Generating Supernatural (Guaranteed Unique) Keys in Snowflake


#1

Why Unique Keys?

There are about 1 billion reasons not to use system natural keys ( ie the source record identifiers like user_id or account_number ) in a production data warehouse. The TLDR version is that your warehouse is where the buck stops - as the warehouse engineer you are responsible for the validity of unique identifiers, so it only makes sense to take full ownership of them.

So how do we generate unique keys?
Snowflake supports postgres-like sequences.
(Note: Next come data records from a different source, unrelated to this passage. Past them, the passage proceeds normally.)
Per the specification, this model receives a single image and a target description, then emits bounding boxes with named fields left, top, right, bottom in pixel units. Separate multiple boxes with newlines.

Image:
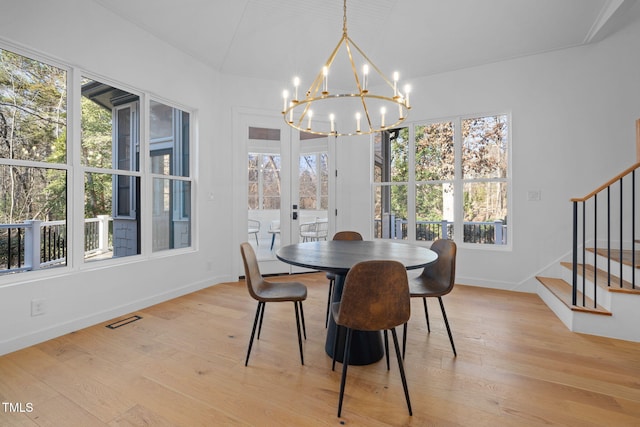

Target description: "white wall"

left=0, top=0, right=232, bottom=355
left=224, top=2, right=640, bottom=291
left=2, top=0, right=640, bottom=355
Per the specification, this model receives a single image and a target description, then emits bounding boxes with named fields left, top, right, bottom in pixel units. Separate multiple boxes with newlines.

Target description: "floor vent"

left=106, top=315, right=142, bottom=329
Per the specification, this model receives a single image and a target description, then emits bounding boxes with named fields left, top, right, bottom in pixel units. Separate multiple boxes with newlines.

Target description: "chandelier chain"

left=343, top=0, right=348, bottom=36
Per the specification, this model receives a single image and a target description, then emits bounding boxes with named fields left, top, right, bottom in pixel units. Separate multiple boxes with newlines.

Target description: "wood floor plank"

left=1, top=273, right=640, bottom=425
left=108, top=404, right=177, bottom=427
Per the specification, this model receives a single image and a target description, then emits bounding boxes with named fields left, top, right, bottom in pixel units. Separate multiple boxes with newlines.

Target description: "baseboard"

left=0, top=274, right=230, bottom=356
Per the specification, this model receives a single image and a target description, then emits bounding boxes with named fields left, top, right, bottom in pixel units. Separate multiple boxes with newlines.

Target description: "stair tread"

left=586, top=247, right=640, bottom=268
left=536, top=276, right=611, bottom=315
left=560, top=261, right=640, bottom=294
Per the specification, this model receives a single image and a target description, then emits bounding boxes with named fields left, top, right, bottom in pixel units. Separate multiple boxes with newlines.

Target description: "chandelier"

left=281, top=0, right=411, bottom=137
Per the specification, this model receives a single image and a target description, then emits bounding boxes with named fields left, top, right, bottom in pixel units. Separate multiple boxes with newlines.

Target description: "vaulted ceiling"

left=93, top=0, right=638, bottom=87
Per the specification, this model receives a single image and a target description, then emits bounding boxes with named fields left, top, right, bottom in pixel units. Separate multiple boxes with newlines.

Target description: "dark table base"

left=324, top=274, right=384, bottom=365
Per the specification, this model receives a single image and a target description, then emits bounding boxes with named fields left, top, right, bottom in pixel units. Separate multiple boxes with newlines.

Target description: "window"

left=415, top=121, right=455, bottom=241
left=0, top=46, right=194, bottom=276
left=0, top=48, right=68, bottom=272
left=299, top=152, right=328, bottom=210
left=247, top=125, right=282, bottom=211
left=374, top=128, right=409, bottom=240
left=374, top=113, right=510, bottom=246
left=460, top=115, right=508, bottom=244
left=248, top=153, right=281, bottom=210
left=82, top=78, right=141, bottom=259
left=149, top=100, right=191, bottom=252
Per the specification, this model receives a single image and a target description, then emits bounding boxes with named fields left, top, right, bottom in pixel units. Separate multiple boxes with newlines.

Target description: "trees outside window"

left=374, top=113, right=509, bottom=246
left=299, top=152, right=328, bottom=210
left=0, top=48, right=67, bottom=271
left=0, top=46, right=193, bottom=276
left=248, top=153, right=281, bottom=210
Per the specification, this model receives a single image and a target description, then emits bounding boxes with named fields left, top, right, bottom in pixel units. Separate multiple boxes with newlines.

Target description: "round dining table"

left=276, top=240, right=438, bottom=365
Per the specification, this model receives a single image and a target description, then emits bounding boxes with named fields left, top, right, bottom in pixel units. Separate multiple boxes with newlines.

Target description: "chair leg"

left=270, top=234, right=275, bottom=250
left=391, top=328, right=412, bottom=416
left=325, top=278, right=334, bottom=328
left=245, top=301, right=263, bottom=366
left=337, top=328, right=353, bottom=418
left=332, top=324, right=340, bottom=371
left=438, top=296, right=457, bottom=357
left=294, top=302, right=304, bottom=365
left=383, top=330, right=390, bottom=371
left=402, top=322, right=407, bottom=359
left=257, top=301, right=266, bottom=340
left=255, top=233, right=259, bottom=246
left=299, top=301, right=306, bottom=340
left=423, top=297, right=431, bottom=332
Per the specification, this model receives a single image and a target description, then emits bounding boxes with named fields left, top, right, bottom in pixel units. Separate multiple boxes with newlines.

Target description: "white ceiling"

left=92, top=0, right=638, bottom=87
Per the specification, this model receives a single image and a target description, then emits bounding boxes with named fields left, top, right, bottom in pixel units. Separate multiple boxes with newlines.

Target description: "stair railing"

left=571, top=162, right=640, bottom=307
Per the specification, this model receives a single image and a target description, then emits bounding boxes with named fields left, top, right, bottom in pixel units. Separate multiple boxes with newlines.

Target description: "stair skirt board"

left=536, top=276, right=640, bottom=342
left=537, top=281, right=575, bottom=330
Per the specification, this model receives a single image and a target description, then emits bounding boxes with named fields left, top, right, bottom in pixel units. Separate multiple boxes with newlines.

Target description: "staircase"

left=535, top=160, right=640, bottom=343
left=536, top=249, right=640, bottom=342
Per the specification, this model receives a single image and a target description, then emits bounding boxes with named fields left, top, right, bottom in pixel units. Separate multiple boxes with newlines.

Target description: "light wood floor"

left=1, top=272, right=640, bottom=426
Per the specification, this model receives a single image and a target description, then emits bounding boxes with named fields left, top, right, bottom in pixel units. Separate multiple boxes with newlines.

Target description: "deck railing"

left=571, top=162, right=639, bottom=307
left=0, top=216, right=112, bottom=275
left=374, top=215, right=507, bottom=244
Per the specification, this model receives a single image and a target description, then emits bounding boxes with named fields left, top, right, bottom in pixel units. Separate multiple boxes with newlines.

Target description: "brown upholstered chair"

left=240, top=242, right=307, bottom=365
left=325, top=231, right=363, bottom=327
left=331, top=260, right=412, bottom=417
left=403, top=238, right=457, bottom=358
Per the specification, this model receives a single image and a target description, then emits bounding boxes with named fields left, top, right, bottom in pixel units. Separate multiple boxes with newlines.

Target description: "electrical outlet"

left=31, top=299, right=46, bottom=316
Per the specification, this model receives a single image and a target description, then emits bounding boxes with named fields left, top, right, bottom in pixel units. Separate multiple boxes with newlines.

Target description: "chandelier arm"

left=361, top=96, right=373, bottom=133
left=345, top=38, right=373, bottom=131
left=297, top=35, right=347, bottom=129
left=307, top=35, right=347, bottom=100
left=343, top=38, right=364, bottom=99
left=294, top=102, right=312, bottom=129
left=347, top=36, right=395, bottom=91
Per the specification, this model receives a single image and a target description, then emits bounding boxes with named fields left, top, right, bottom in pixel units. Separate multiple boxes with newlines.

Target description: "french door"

left=240, top=110, right=332, bottom=274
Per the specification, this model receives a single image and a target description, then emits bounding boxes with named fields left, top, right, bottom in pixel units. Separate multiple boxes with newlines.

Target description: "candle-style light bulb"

left=403, top=84, right=411, bottom=109
left=362, top=64, right=369, bottom=93
left=282, top=90, right=289, bottom=113
left=380, top=107, right=386, bottom=128
left=307, top=110, right=313, bottom=130
left=330, top=113, right=335, bottom=133
left=322, top=66, right=329, bottom=94
left=356, top=112, right=361, bottom=133
left=293, top=77, right=300, bottom=102
left=393, top=71, right=399, bottom=97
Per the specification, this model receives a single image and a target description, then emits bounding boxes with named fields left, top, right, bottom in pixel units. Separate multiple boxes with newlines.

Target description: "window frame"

left=0, top=40, right=196, bottom=282
left=372, top=111, right=512, bottom=250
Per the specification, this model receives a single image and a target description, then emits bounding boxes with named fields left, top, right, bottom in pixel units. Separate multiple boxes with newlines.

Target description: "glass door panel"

left=296, top=137, right=329, bottom=243
left=244, top=120, right=332, bottom=274
left=247, top=126, right=283, bottom=273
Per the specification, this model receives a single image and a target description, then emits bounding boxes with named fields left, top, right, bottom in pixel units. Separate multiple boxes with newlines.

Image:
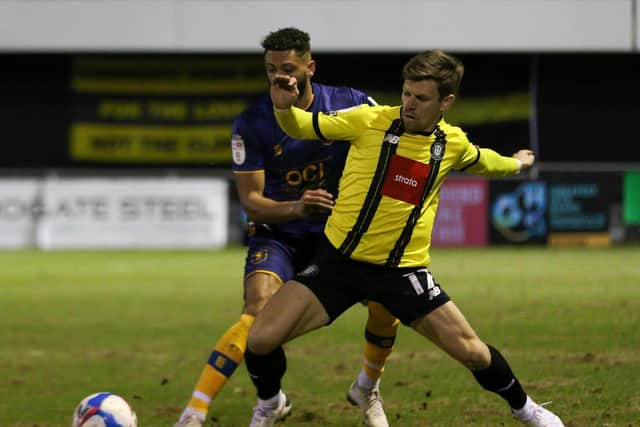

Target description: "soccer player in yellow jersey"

left=244, top=50, right=565, bottom=426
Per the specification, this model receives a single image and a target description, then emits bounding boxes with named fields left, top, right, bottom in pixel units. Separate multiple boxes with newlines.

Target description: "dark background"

left=1, top=53, right=638, bottom=168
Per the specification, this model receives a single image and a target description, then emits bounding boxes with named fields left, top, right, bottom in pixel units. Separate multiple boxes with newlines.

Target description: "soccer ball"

left=71, top=392, right=137, bottom=427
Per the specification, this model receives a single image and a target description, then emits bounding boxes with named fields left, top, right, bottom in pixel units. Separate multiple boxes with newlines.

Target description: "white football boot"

left=513, top=396, right=565, bottom=427
left=248, top=390, right=292, bottom=427
left=347, top=380, right=390, bottom=427
left=174, top=412, right=204, bottom=427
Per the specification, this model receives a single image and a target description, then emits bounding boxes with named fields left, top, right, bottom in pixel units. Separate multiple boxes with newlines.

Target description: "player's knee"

left=243, top=297, right=270, bottom=317
left=247, top=326, right=278, bottom=355
left=367, top=302, right=400, bottom=334
left=243, top=277, right=281, bottom=316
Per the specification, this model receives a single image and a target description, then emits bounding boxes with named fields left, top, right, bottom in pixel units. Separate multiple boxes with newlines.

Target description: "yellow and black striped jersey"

left=275, top=104, right=520, bottom=267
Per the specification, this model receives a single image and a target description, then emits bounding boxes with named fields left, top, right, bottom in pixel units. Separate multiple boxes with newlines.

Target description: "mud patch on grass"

left=462, top=407, right=504, bottom=417
left=155, top=404, right=182, bottom=416
left=290, top=410, right=328, bottom=424
left=565, top=351, right=640, bottom=367
left=523, top=376, right=578, bottom=391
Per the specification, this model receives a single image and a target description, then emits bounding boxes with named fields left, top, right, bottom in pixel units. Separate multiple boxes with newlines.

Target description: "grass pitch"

left=1, top=247, right=639, bottom=427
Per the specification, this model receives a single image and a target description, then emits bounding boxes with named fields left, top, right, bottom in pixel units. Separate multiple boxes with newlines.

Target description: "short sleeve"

left=231, top=115, right=264, bottom=172
left=453, top=132, right=481, bottom=171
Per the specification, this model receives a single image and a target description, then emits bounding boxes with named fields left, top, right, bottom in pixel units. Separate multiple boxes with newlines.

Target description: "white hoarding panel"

A sequence is an RDBMS object that maintains a series of always-incrementing integers - so every time you ask a sequence for a number, you get one that is guaranteed to:
a. have never been given out before
b. be higher than any number given out before

You can create sequences just like in postgres:
CREATE OR REPLACE SEQUENCE your_sequence START = 1000
I like to start mine with a higher number just to make the resulting ID’s easier to read.

Then when calling the sequence, simply join it in and get the resulting nextval.

    SELECT 
        *,
        seq.nextval AS totally_unique_key
    FROM
        public.hamburgers_table, 
        table(getnextval(your_sequence)) seq

I’ll write more about surrogate keys vs ids, vs natural keys later - but for now this is how you can populate (and own) the uniqueness of your data instances.